The demon, which features prominently in Mr Ali’s work, has come to represent the demonization of the refugee – the Hazara by the Taliban – rather than just “the forces of evil”.
“Previously in my paintings, I referred to the demon as the enemy, symbolising the Taliban and al-Qaeda,” Mr Ali says. “[But] when I went back into the history of the Hazaras I found similarities to the demons mentioned in the Shahnameh and the present life of Hazaras.
“They both are driven from their lands into caves and referred to as animals and violent creatures.”
This realisation that the depiction of good and evil is determined by who is controlling the narrative changed the course of his work.
“[The] demons in the painting have dual meaning,” Mr Ali says, representing his “changing viewpoints through the passage of time”.
The mural at UNSW Galleries, which opened to the public on 8 January, features a series of bright blue demons painted over interlinking walls. In one panel, white stencils of a soldier holding a rifle and a tank poised for action appear superimposed across the demons, seemingly unperturbed by these familiar signs of war. The second panel also features these symbols of war but against demons with angelic wings.
These representations of the human-like demons and the soldier would have been banned under the Taliban regime; depicting living creatures in art and culture, as well as playing music, was thought to idolise the human form.
Mr Ali left Pakistan at the age of 18 and found work as a labourer in Tehran and as a painter of religious murals. He was subsequently deported back to Pakistan when he refused to continue painting these “propaganda” murals. He won a scholarship to study miniature painting at the National College of Arts in Lahore. In 2009, he moved to Sydney and completed a Master of Fine Art at UNSW Art & Design in 2015.
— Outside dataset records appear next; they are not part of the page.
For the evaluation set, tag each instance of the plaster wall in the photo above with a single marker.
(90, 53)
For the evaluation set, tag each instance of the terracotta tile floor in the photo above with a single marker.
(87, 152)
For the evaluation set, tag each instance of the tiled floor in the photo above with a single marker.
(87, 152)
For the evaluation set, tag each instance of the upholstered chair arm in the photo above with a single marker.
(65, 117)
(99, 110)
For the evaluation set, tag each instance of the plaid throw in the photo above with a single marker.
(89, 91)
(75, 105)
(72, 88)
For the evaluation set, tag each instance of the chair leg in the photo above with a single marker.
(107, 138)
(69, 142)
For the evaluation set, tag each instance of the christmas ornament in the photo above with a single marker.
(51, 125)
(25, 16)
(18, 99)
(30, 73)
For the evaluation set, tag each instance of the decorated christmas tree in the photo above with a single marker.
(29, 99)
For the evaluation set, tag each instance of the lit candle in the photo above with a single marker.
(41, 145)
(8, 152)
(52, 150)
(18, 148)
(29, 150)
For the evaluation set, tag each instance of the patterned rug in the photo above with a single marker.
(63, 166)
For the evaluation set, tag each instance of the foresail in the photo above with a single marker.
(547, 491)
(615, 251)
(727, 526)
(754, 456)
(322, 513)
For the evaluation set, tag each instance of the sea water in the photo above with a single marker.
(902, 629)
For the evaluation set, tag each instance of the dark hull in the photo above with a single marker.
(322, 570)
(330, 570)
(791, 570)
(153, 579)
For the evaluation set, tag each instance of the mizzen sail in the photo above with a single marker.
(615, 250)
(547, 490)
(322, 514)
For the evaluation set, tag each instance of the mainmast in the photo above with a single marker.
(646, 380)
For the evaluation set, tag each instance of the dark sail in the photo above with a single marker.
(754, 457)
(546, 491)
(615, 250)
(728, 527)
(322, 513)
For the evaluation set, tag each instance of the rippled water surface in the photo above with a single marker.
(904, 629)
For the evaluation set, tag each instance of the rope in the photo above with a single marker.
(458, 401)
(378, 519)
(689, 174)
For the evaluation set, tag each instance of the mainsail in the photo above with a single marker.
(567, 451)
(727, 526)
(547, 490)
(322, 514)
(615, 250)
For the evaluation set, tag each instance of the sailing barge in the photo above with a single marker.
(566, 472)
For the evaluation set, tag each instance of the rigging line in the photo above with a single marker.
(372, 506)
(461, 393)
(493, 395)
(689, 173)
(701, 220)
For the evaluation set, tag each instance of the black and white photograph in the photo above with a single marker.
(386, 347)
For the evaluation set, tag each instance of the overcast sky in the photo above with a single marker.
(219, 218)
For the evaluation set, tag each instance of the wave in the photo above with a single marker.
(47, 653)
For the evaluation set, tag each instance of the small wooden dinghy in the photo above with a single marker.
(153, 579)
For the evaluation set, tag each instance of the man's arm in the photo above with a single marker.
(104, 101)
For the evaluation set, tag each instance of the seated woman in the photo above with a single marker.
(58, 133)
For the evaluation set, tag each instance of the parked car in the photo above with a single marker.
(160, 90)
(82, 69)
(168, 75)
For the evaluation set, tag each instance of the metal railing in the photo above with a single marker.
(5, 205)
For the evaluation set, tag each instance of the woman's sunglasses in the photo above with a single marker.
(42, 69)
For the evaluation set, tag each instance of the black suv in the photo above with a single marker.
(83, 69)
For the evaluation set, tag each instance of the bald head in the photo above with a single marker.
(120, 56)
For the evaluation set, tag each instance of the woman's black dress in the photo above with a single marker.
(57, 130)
The miniature painting tradition that Mr Ali pays homage to in his work flourished in the 16th Century. He employs the same techniques used to create these miniature paintings in his large-scale works. He also creates intricate rugs weaved with his designs.
“It is essential, in miniature painting, to achieve a great degree of detail with an extremely small brush,” Mr Ali says. “I encountered huge challenges when the size of my paintings extended.”
The larger pieces offer “strategic space to execute [his] ideas” but also provide the challenge of ensuring the “quality of miniature painting” is not compromised.
His work has received international recognition with pieces exhibited in the Guggenheim in New York, the British Museum, the Museum of Contemporary Art and the Art Gallery of New South Wales in Sydney, among others.